Scientific classification
- Kingdom: Plantae
- Clade: Tracheophytes
- Clade: Angiosperms
- Clade: Eudicots
- Order: Caryophyllales
- Family: Cactaceae
- Subfamily: Cactoideae
- Genus: Gymnocalycium
- Species: G. capillense
- Binomial name: Gymnocalycium capillense (Schick) Hosseus
- Synonyms: List Echinocactus capillensis Schick; Echinocactus sigelianus Schick ex A.Berger; Echinocactus sutterianus Schick ex A.Berger; Gymnocalycium capillense var. sigelianum (Schick ex A.Berger) H.Till; Gymnocalycium deeszianum Dölz; Gymnocalycium fischeri Halda, Kupčák, Lukašik & Sladk.; Gymnocalycium fischeri subsp. suyuquense F.Berger; Gymnocalycium miltii Halda, Kupčák, Lukašik & Sladk.; Gymnocalycium poeschlii subsp. dolezalii Halda & Milt; Gymnocalycium sigelianum (Schick ex A.Berger) Hosseus; Gymnocalycium sutterianum (Schick ex A.Berger) Hosseus; Gymnocalycium sutterianum subsp. arachnispinum Řepka; Gymnocalycium sutterianum subsp. dolezalii (Halda & Milt) Řepka ;

= Gymnocalycium capillense =

- Genus: Gymnocalycium
- Species: capillense
- Authority: (Schick) Hosseus
- Conservation status: LC

Species of cactus

Gymnocalycium capillense is a species of Gymnocalycium cactus from Argentina.

==Description==
Gymnocalycium capillense has a dull blue-green, broad-spherical plant body that reaches heights and diameters of up to 8 centimeters and produces numerous children. It has up to 13, more or less flat ribs that have low chin-like projections between the depressed areoles. The approximately 5 marginal spines are yellowish to white and up to 1.2 centimeters long.

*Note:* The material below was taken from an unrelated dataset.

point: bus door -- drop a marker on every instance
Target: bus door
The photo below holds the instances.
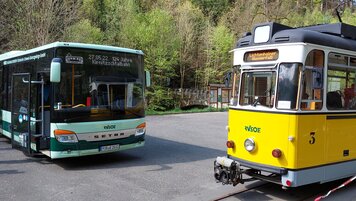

The delicate pink-white flowers are up to 7 centimeters long and up to 6 centimeters in diameter. The club-shaped fruits have a bluish frost.

==Distribution==
Gymnocalycium capillense is widespread in the Argentine province of Córdoba and grows at altitudes of 500 to 1500 meters.

==Taxonomy==
The first description as Echinocactus capillensis was published in 1923 by Carl Schick. The specific epithet capillense refers to the occurrence of the species near Capilla del Monte. Carl Curt Hosseus placed the species in the genus Gymnocalycium in 1926.